Explicit asynchronous boundaries can be inserted using .buffer(). This might be useful if producing the next element to emit, and consuming the previous should run concurrently; or if the processing times of the consumer varies, and the producer should buffer up elements.

Interoperability with channels

Flows can be created from channels, and run to channels. For example:

import ox.Ox
import ox.channels.{BufferCapacity, Source}
import ox.flow.Flow

def transformChannel(ch: Source[String])(using Ox, BufferCapacity): Source[Int] =
  Flow.fromSource(ch)
    .mapConcat(_.split(" "))
    .mapConcat(_.toIntOption)
    .filter(_ % 2 == 0)
    .runToChannel()

The method above needs to be run within a concurrency scope, as .runToChannel() creates a background fork which runs the pipeline described by the flow, and emits its elements onto the returned channel.

Text transformations

When dealing with flows of Chunk[Byte] or Strings, you can leverage following built-in combinators for useful transformations:

  • encodeUtf8 encodes a Flow[String] into a Flow[Chunk[Byte]]

  • linesUtf8 decodes a Flow[Chunk[Byte]] into a Flow[String]. Assumes that the input represents text with line breaks. The String elements emitted by resulting Flow[String] represent text lines.

  • decodeStringUtf8 to decode a Flow[Chunk[Byte]] into a Flow[String], without handling line breaks, just processing input bytes as UTF-8 characters, even if a multi-byte character is divided into two chunks.

Such operations may be useful when dealing with I/O like files, InputStream, etc. See I/O.

Logging

Ox does not have any integrations with logging libraries, but it provides a simple way to log elements emitted by flows using the .tap method:

import ox.flow.Flow

Flow.fromValues(1, 2, 3)
  .tap(n => println(s"Received: $n"))
  .runToList()

Reactive streams interoperability

Flow -> Publisher

A Flow can be converted to a java.util.concurrent.Flow.Publisher using the .toPublisher method.

This needs to be run within an Ox concurrency scope, as upon subscribing, a fork is created to run the publishing process. Hence, the scope should remain active as long as the publisher is used.

Internally, elements emitted by the flow are buffered, using a buffer of capacity given by the BufferCapacity in scope.

To obtain a org.reactivestreams.Publisher instance, you’ll need to add the following dependency and import, to bring the toReactiveStreamsPublisher method into scope:

// sbt dependency: "com.softwaremill.ox" %% "flow-reactive-streams" % "0.5.5"

import ox.supervised
import ox.flow.Flow
import ox.flow.reactive.*

val myFlow: Flow[Int] = ???
supervised:
  myFlow.toReactiveStreamsPublisher: org.reactivestreams.Publisher[Int]
  // use the publisher

Publisher -> Flow

A java.util.concurrent.Flow.Publisher can be converted to a Flow using Flow.fromPublisher.

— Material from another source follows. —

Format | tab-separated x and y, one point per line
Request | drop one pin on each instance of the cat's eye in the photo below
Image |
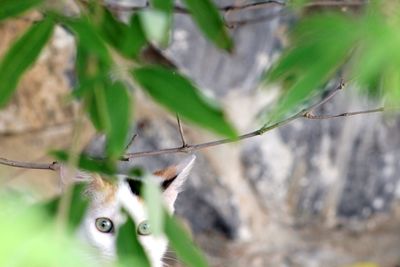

Internally, elements published to the subscription are buffered, using a buffer of capacity given by the BufferCapacity in scope. That’s also how many elements will be at most requested from the publisher at a time.

To convert a org.reactivestreams.Publisher instance, you’ll need the same dependency as above and call the FlowReactiveStreams.fromPublisher method.